Both mesmerizing and horrifying, 100 mushroom clouds bloomed from and above the desert at the Nevada Test Site between 1951 and 1962. Hundreds more atomic explosions blasted underground until 1992. One hundred and ten miles away from the site, the National Atomic Testing Museum explores the area’s history, the ‘Atomic Age’ and dissects geopolitical events including what this nuclear history means for the world today.
This colorful Smithsonian-affiliated museum’s 8,000 square feet of collections include some 12,000 artifacts, documents, photographs and video clips that recount the history and pop culture surrounding the Cold War, atomic science and the Nevada Test Site. Walk through a circular bunker to see a 1960s children’s cereal box offering a free ‘atomic ring,’ Native American artifacts from the test area, Geiger counters, a replica 9 megaton nuclear bomb and the reactor that spawned the original nuclear rocket.
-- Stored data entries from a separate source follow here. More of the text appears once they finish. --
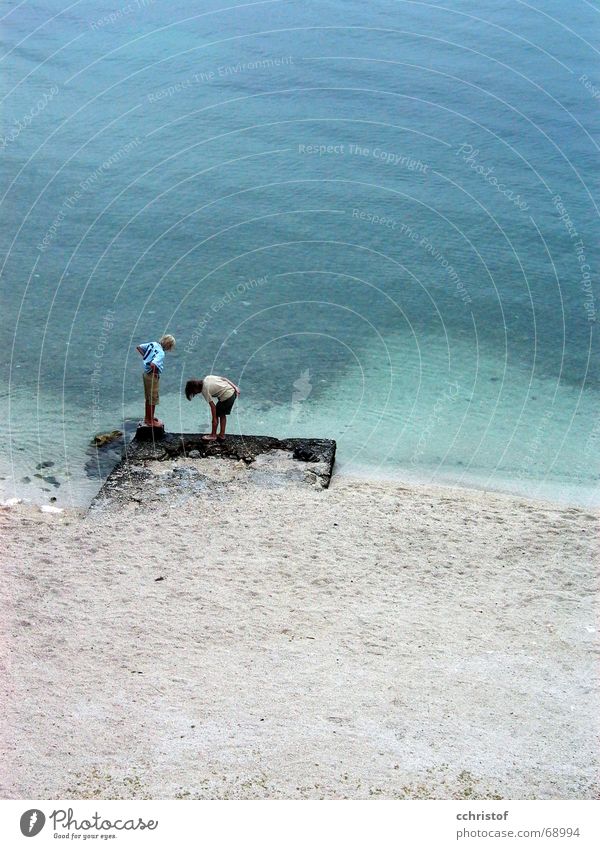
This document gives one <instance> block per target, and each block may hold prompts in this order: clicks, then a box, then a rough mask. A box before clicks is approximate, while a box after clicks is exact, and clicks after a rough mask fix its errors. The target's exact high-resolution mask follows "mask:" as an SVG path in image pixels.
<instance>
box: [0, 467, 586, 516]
mask: <svg viewBox="0 0 600 849" xmlns="http://www.w3.org/2000/svg"><path fill="white" fill-rule="evenodd" d="M117 464H118V461H116V463H115V467H116V465H117ZM108 474H110V472H108V473H107V474H106V475H104V476H103V477H97V478H90V479H88V480H87V481H86V483H87V484H88V485H87V486H83V485H80V486H79V487H77V486H74V485H73V484H72V482H69V481H66V482H65V483H63V484H62V485H61V487H60V488H52V489H47V490H43V489H42V488H41V487H40V486H39V485H38V486H37V487H36V486H35V484H33V483H31V484H25V483H19V484H17V485H16V486H15V485H12V486H7V481H6V479H5V480H0V506H1V505H3V504H6V502H7V501H10V500H13V499H15V498H17V499H19V500H21V501H22V502H24V503H26V504H31V505H32V506H34V507H36V506H37V507H41V506H42V505H48V504H56V505H57V506H59V507H62V508H63V509H69V508H72V509H75V510H86V509H88V508H89V507H90V505H91V503H92V502H93V500H94V498H95V497H96V496H97V494H98V493H99V492H100V490H101V489H102V487H103V485H104V483H105V481H106V478H107V477H108ZM337 478H340V479H348V480H356V481H363V482H365V483H372V484H377V483H390V484H396V485H398V486H405V487H406V486H408V487H415V488H417V489H419V488H421V489H426V488H428V487H433V488H442V489H446V490H451V491H453V492H454V491H455V492H457V493H461V492H466V493H468V492H474V493H484V494H488V493H489V494H497V495H505V496H508V497H514V498H517V499H524V500H526V501H533V502H539V503H544V504H549V505H556V506H560V507H574V508H578V509H581V510H590V511H592V512H593V511H600V485H599V486H592V485H591V484H590V485H588V484H578V483H568V482H565V481H558V480H556V481H550V482H549V481H536V480H532V481H527V482H523V481H522V480H519V479H515V478H510V477H504V478H502V477H500V478H497V481H498V482H497V483H492V484H490V483H489V475H486V474H483V473H469V475H468V476H465V474H464V473H462V474H461V473H459V472H458V471H457V472H445V473H443V472H442V473H440V472H437V471H436V475H435V477H434V478H432V476H431V475H428V474H427V473H426V472H425V471H424V470H422V471H421V472H414V471H412V470H409V469H407V468H404V467H403V468H397V469H394V470H391V469H390V470H387V469H382V468H381V467H378V468H377V469H376V470H374V469H373V468H371V467H369V466H361V465H360V464H356V463H353V464H347V463H345V462H344V460H343V459H342V460H339V459H338V460H336V464H335V466H334V469H333V474H332V477H331V481H332V484H333V482H334V480H335V479H337ZM32 489H33V492H32ZM61 489H62V490H63V492H64V490H69V492H70V494H71V497H69V498H67V499H65V498H63V497H62V495H63V493H61ZM561 493H563V494H561Z"/></svg>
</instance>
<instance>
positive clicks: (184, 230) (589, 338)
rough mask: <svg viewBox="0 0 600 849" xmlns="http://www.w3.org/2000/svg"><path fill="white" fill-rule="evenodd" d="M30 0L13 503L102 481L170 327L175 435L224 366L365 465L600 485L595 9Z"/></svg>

Inside the Ground Zero Theater visitors can recreate the experience of witnessing an above ground test from Las Vegas and learn about the Nevada Test Site’s creation.
A new exhibit, included with the price of admission, explores another Nevada Desert site of intrigue: Area 51.
The museum is located at 755 E. Flamingo Road in Paradise, Nevada, a southern suburb of Las Vegas along bus route #202. It is open Monday through Saturday 10am-5pm and Sunday 12pm 5pm.
Admission is $22 for adults and $16 for kids ages 7-14 (other group or demographic discounts may apply). Tours cost an additional $14 per person and must be booked two weeks in advance. Budget 2-4 hours to explore this museum.